Савва Прокофьич смешался.
– Вы вот с энтим самым господином коммерсантом, – показал Сабиков на Гарькина, – из одной волости будете?
– Нет, мы разных будем.
– Ну, все ж, из одних мест?
– Из мест – из одних… Шабры…
– Ну вот! Ведь он Гарькин будет?
– Он самый.
– Не Савелов?
Савва Прокофьич замялся: он испугался, как бы ему чего не было.
– Так не Савелов? – допрашивал купеческий сын.
– Нет, не Савелов.
– Ну, так и есть!.. У меня, я помню, где-то записано было… Жена тогда так и сказывала, когда он было меня нагрел… Вы позвольте… Будьте свидетелем… Я сейчас, – проговорил Сабиков и подошел к «братцам-адвокатам».

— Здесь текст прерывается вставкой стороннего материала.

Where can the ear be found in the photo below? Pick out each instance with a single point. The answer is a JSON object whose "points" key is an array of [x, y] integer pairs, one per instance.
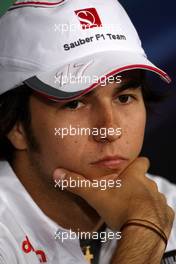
{"points": [[17, 137]]}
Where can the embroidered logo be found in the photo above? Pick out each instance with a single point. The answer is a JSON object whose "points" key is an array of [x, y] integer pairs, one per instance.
{"points": [[88, 18], [27, 248]]}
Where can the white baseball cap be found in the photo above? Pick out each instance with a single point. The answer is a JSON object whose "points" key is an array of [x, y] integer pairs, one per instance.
{"points": [[62, 49]]}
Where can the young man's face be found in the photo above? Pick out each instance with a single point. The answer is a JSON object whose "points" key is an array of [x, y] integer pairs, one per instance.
{"points": [[105, 107]]}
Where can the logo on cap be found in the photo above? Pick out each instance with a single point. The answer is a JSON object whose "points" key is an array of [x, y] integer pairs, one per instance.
{"points": [[88, 18]]}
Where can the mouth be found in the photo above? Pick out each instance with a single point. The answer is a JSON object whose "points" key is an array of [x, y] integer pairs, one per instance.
{"points": [[111, 162]]}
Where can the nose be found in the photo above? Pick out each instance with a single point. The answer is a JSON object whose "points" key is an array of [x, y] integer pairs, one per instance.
{"points": [[107, 124]]}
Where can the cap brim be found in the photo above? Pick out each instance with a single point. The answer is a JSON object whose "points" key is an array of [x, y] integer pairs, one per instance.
{"points": [[102, 64]]}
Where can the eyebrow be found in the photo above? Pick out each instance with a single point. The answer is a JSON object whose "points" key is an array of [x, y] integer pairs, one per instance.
{"points": [[131, 84]]}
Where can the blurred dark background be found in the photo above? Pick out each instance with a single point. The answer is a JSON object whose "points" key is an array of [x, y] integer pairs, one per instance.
{"points": [[155, 22]]}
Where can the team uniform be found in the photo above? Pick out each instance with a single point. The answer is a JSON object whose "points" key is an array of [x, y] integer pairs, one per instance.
{"points": [[35, 50], [27, 235]]}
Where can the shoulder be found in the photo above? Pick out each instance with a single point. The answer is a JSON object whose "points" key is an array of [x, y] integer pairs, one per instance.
{"points": [[169, 190]]}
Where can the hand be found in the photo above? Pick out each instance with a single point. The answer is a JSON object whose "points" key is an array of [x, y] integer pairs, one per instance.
{"points": [[137, 198]]}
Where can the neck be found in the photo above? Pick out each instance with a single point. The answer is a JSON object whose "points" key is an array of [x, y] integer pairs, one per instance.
{"points": [[60, 206]]}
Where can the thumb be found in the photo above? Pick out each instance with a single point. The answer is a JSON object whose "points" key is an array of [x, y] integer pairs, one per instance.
{"points": [[139, 167]]}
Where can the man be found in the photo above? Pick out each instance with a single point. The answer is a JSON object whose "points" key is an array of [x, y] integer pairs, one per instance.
{"points": [[64, 66]]}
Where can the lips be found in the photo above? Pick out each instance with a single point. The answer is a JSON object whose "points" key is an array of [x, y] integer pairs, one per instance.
{"points": [[112, 162]]}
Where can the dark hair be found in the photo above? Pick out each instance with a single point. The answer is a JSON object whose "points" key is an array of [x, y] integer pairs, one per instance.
{"points": [[14, 106]]}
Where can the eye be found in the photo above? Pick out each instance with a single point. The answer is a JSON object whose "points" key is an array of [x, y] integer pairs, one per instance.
{"points": [[125, 98], [76, 104]]}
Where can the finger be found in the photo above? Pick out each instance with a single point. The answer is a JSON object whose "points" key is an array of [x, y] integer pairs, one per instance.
{"points": [[76, 183]]}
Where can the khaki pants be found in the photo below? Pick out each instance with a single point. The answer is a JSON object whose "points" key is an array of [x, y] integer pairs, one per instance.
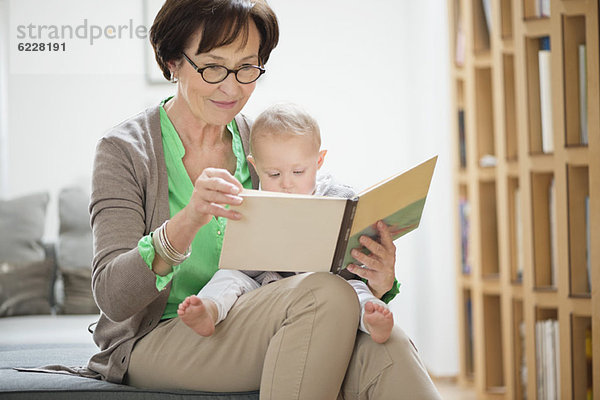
{"points": [[293, 339]]}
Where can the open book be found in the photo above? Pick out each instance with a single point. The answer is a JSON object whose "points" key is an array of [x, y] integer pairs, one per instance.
{"points": [[291, 232]]}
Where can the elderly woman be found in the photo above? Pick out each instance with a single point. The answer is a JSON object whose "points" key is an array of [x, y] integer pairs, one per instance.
{"points": [[161, 185]]}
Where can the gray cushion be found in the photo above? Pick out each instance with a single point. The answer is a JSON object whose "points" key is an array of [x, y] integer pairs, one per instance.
{"points": [[27, 385], [74, 252], [22, 222], [25, 288]]}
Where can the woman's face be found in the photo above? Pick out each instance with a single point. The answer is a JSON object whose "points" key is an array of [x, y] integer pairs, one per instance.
{"points": [[217, 103]]}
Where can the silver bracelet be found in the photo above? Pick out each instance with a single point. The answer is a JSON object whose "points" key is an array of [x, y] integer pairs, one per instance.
{"points": [[165, 249]]}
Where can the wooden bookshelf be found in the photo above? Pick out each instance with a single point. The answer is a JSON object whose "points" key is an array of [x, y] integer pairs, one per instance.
{"points": [[527, 161]]}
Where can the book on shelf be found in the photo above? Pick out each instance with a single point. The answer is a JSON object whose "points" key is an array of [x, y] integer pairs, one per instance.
{"points": [[545, 77], [487, 12], [544, 7], [547, 359], [470, 356], [553, 234], [463, 210], [588, 243], [518, 234], [523, 361], [589, 362], [583, 121], [292, 232], [462, 146]]}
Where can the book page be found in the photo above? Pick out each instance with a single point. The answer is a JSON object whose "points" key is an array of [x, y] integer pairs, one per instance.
{"points": [[282, 232], [392, 195]]}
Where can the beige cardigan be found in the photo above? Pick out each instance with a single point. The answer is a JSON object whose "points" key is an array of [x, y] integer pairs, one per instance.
{"points": [[129, 200]]}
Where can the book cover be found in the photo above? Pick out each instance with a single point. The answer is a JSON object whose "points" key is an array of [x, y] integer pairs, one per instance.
{"points": [[462, 145], [520, 258], [589, 363], [545, 77], [588, 243], [583, 124], [553, 234], [289, 232], [487, 12], [464, 209]]}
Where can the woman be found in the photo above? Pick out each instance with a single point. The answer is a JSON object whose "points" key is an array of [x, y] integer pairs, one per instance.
{"points": [[161, 185]]}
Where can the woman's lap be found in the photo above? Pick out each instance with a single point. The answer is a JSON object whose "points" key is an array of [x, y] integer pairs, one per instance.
{"points": [[392, 370], [306, 323]]}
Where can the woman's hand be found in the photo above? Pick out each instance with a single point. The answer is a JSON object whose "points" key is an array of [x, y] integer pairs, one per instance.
{"points": [[379, 265], [213, 189]]}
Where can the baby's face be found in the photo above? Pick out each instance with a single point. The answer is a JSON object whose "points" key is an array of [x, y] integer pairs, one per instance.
{"points": [[287, 163]]}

Савва Прокофьич совсем струсил.
– Н-ну вас тут совсем! – прошептал он и выбрался за дверь.
Гарькин обернулся – Саввы Прокофьича уже не было. Около купеческого сына между тем стали собираться слушатели.
– То-то, думаю себе, как будто затмение, – рассказывал он, размахивая руками. – Мы, изволите видеть, по своей коммерции такого обычая держимся: записывать, кто ежели нашего брата насчет какого товара объедет… Жена, изволите видеть, приехала и говорит: смотрю – полотно…
– Да в чем дело-то, говорите! – крикнул Саша.
– Самозванец, – растерявшись, проговорил Сабиков.
– Кто?
– Вот они-с, – показал он на Гарькина.
– Ах, черт возьми! – с досадой сказал Саша. – Теперь кассируют. А все это мужичье!
– Конечно, Сашурка, они, – поддержал представитель.
Гарькин давно уже подозрительно поглядывал на купеческого сына и вдруг, заметив Недоуздка, побледнел и смолк.
– Что такое? – переспрашивали в трактире.
– Оказия!
– Какая?
– Мужичье кого-то засудило…
– Господин купец! А почему, позвольте спросить, вы пили-пили – и вдруг самозванец? – обратился представитель к Гарькину.
Гарькина охватил столбняк.
В эту минуту какое-то непонятное, необычайное волнение овладело Петром; он покраснел, глаза его забегали.
– Обманщик! Иуда! – крикнул он в лицо Гарькину и, как ребенок, выбежал из трактира.